Earthquakes leave Brown on the edge of a precipice

Monday June 22 2009

'I'm absolutely sure that Britain can be the great global success story of this century," said Gordon Brown when he finally ousted Tony Blair and got into Number 10 Downing Street just two years ago this week.

The triumphalism sounded pretty hollow at the time but even Brown's strongest critics in the Commons never imagined just how quickly his pledge to "let the work of change begin" would be undermined by what he now describes, ruefully, as "two earthquakes -- one economic, unparalleled since the war -- one political, the biggest parliamentary scandal for two centuries".

The unfortunate Brown has discovered, like many ambitious people before him, that getting what you have long desired in life does not necessarily provide the satisfaction and happiness that you hoped for.

Instead, to the delight of the many Labour MPs who want to get rid of him as soon as possible, he is beginning to sound thoroughly fed up with the job that he craved since he became addicted to politics as a teenager.

In an interview that turned out to be far more revealing than he and his spin doctors intended, he said that he could "walk away from all of this" in the morning and added, quite accurately, that "it would probably be good for my children".

Brown's reputation has been hit by his disastrous handling of the planned inquiry into the invasion of Iraq.

Apparently under pressure from Tony Blair, he initially announced that this would be held in private but quickly had to backtrack as public protests mounted.

Nick Clegg, the Lib Dem leader, said that anything less than an open inquiry would "make people feel this is just a grand cover-up for, after all, what was the biggest foreign policy mistake this country has made since Suez", back in 1956.

The furore over the botched attempt to run a "freedom of disinformation" exercise intensified yesterday with the leak of new evidence suggesting that Blair knew of secret attempts by the US to provoke Iraq into attacking UN-badged reconnaissance flights over its territory in order to provide a legal pretext for another UN resolution.

In an attempt to limit the fallout from the inquiry, Brown has ordered it not to report until after the next general election.

The man in charge of it, Sir John Chilcot, used to be a senior civil servant in Belfast.

He faces a formidable task in trying to reconcile the enormous number of vested interests, both political and personal, that will be involved.

Critics are already wondering whether he has ever shown the independence of mind that will be needed to resist establishment pressures, especially as he has been forbidden from parcelling out "blame" on anyone.

His most difficult job will be to try to prevent the whole thing turning into a bonanza for lawyers like the Saville Tribunal on Bloody Sunday which was first announced by Tony Blair more than 11 years ago and is now due to report this autumn.
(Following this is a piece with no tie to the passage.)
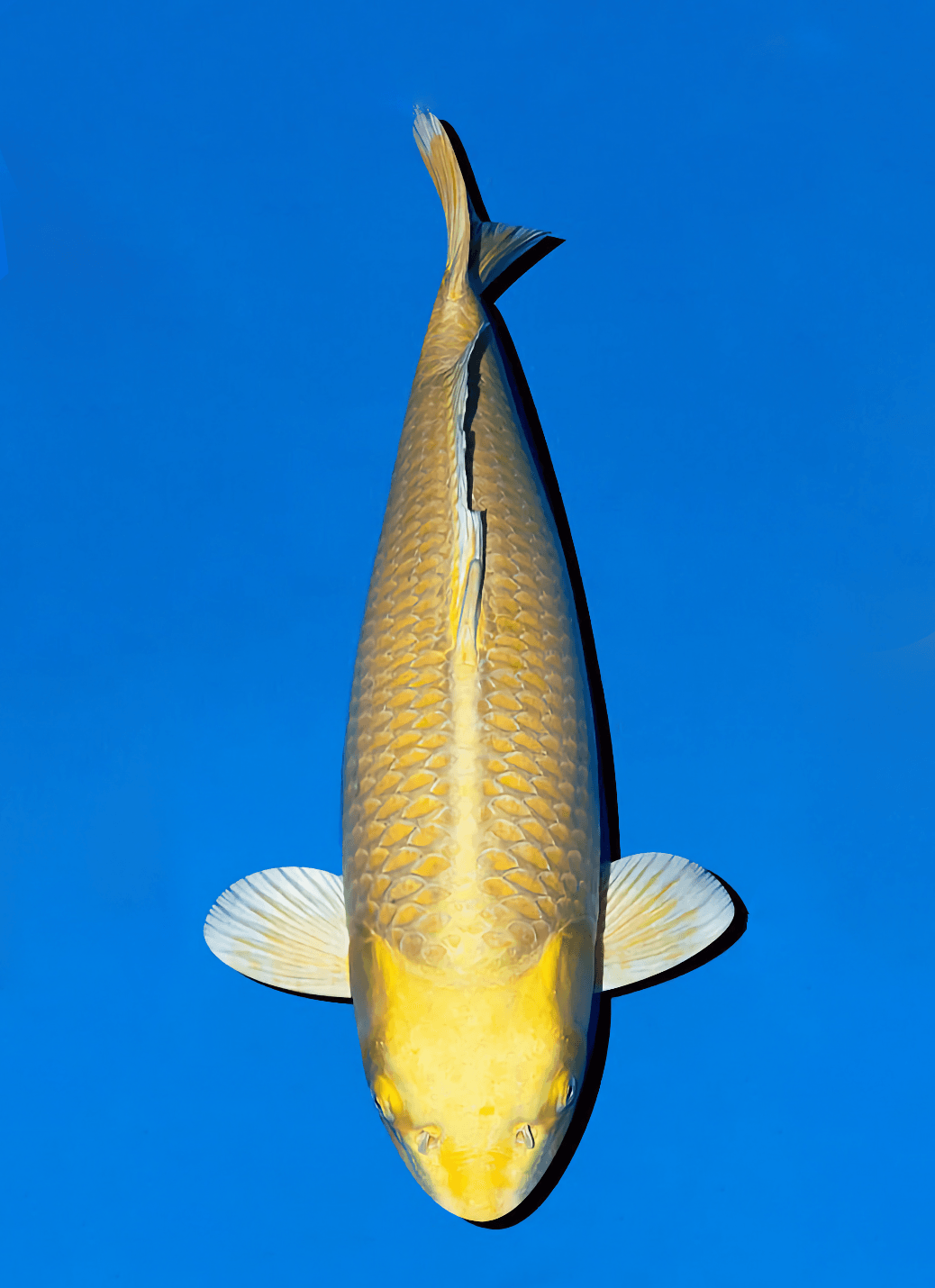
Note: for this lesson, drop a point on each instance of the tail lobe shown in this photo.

Blair is himself back in the news. David Cameron has upset many of his Tory colleagues by dropping hints he would not stand in the way of the former prime minister becoming the first real EU president if, as most people at Westminster expect, the Lisbon Treaty gets ratified by the end of this year.

His foreign affairs spokesman, William Hague, says bluntly: "We haven't spent 10 years opposing Tony Blair as prime minister of Britain to agree to him becoming president of the European Union."

But political cross-dressing is all the rage this summer.

In the election for the new speaker of the Commons this evening, many Conservatives are reluctantly going to support the Labour minister, Margaret Beckett, simply because they cannot stand the left-of-centre posturing of their own leading candidate, John Bercow.

Mr Bercow, on the other hand, is expecting to get votes from Labour MPs who want to embarrass the opposition.

Almost all the candidates have been tainted by the never-ending stream of revelations about their expense claims.

But none of them has reached the giddy heights, beyond parody, of George Osborne, the shadow chancellor, who put in a claim for £47 (€55) for two DVDs of a speech he had made himself on the subject of "Value for Taxpayers' Money''.

The expenses fiasco reached its climax last week when the official version of the claims was finally released with many key details simply blacked out like something from the government information service in a third world country.

"I'm not as great a presenter of information or communicator as I would like to be," said Gordon Brown last week.

Ironically, he has just appointed as his new spokesman in Downing Street a man called Simon Lewis, whose brother, Will, is the editor of the 'Daily Telegraph', the paper which bought and published the leaked data on expenses claims.

Will is not the only prominent figure with a brother in the public relations business.

Andrew Brown, a brother of the prime minister, is the spin doctor for the energy group, EDF, whose many customers for electricity include Number 10 Downing Street.